No quiero caer en una injusta generalización. Sé que hay muchos fieles cristianos y católicos que se esfuerzan cotidianamente en poner al Señor en el centro de sus vidas, de sus intereses, de sus proyectos, de sus anhelos, de su mente y su corazón. Pero acaso – sólo es un pensamiento, algo que se me ocurre – y, ¿no será esta capilla junto a unos sanitarios un indicativo, un botón de muestra de lo que pasa en el común de la sociedad secular, casi atea, sin credo, sin ideologías – según esto, para que quepamos todos, creamos lo que creamos, como en escuela pública – que ha “arrumbado” a Dios, a la fe, al rincón, para “usarla cuando venga la necesidad”? ¿Qué pasó con la fe de aquellos hombres y mujeres que, cuando fundaban una comunidad – como pasó con la nuestra, cuando se mudó a su sitio actual – primero buscaban el sitio para el templo y, luego, a partir de éste hacían el trazo de todo lo demás?

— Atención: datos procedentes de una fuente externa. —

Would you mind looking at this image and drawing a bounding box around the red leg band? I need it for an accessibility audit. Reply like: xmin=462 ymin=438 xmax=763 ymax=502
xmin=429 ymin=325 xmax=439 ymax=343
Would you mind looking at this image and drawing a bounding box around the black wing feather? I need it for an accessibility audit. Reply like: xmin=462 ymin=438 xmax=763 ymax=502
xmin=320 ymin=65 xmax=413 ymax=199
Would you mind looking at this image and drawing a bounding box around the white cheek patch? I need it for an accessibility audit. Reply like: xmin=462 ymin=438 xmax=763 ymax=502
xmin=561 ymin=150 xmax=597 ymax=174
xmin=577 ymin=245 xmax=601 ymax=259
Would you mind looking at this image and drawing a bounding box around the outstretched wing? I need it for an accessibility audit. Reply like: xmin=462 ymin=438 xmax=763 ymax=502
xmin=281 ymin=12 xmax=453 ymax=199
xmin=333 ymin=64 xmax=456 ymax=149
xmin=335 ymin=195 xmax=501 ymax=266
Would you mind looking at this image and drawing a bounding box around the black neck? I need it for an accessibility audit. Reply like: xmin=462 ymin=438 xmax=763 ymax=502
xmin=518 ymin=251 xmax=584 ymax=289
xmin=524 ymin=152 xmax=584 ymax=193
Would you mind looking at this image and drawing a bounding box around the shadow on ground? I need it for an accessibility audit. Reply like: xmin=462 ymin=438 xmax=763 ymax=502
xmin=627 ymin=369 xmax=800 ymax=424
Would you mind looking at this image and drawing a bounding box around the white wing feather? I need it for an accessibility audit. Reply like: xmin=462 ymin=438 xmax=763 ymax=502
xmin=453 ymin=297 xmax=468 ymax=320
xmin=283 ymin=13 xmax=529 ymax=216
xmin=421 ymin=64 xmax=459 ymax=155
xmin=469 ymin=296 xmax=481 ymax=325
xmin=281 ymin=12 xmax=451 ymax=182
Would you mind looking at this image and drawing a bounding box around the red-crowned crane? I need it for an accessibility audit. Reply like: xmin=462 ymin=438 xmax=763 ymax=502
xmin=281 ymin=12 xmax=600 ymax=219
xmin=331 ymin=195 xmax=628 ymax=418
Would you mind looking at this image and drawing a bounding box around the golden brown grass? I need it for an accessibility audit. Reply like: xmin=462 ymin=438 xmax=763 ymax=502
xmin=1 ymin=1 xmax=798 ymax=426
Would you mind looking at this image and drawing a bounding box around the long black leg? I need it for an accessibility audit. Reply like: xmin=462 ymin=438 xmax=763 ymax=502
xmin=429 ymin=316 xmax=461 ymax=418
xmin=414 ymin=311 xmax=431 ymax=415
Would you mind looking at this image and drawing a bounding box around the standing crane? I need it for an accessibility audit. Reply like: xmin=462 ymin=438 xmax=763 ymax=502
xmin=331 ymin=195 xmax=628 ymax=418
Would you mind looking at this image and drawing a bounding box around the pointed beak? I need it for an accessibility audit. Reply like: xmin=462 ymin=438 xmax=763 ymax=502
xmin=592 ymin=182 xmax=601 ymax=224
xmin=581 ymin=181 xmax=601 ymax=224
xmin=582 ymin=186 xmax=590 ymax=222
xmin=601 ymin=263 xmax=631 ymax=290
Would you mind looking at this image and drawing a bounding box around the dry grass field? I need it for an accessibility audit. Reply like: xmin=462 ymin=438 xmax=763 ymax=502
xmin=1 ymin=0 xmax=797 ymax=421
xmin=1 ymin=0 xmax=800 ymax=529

“Ustedes son la luz del mundo. No se puede ocultar una ciudad situada en la cima de una montaña. Y no se enciende una lámpara para meterla debajo de un cajón, sino que se la pone sobre el candelero para que ilumine a todos los que están en la casa. Así debe brillar ante los ojos de los hombres la luz que hay en ustedes, a fin de que ellos vean sus buenas obras y glorifiquen al Padre que está en el cielo.” (Mt 5, 14-16). Hacer brillar la luz que hay en nosotros, para que el mundo sea llenado por esa luz, que es Cristo. No podemos conformarnos con la capilla junto a los sanitarios, en el pasillo escondido. Debemos poner al Señor en el centro de nuestras vidas, de nuestras comunidades. El rincón no va ni con Cristo ni con los cristianos.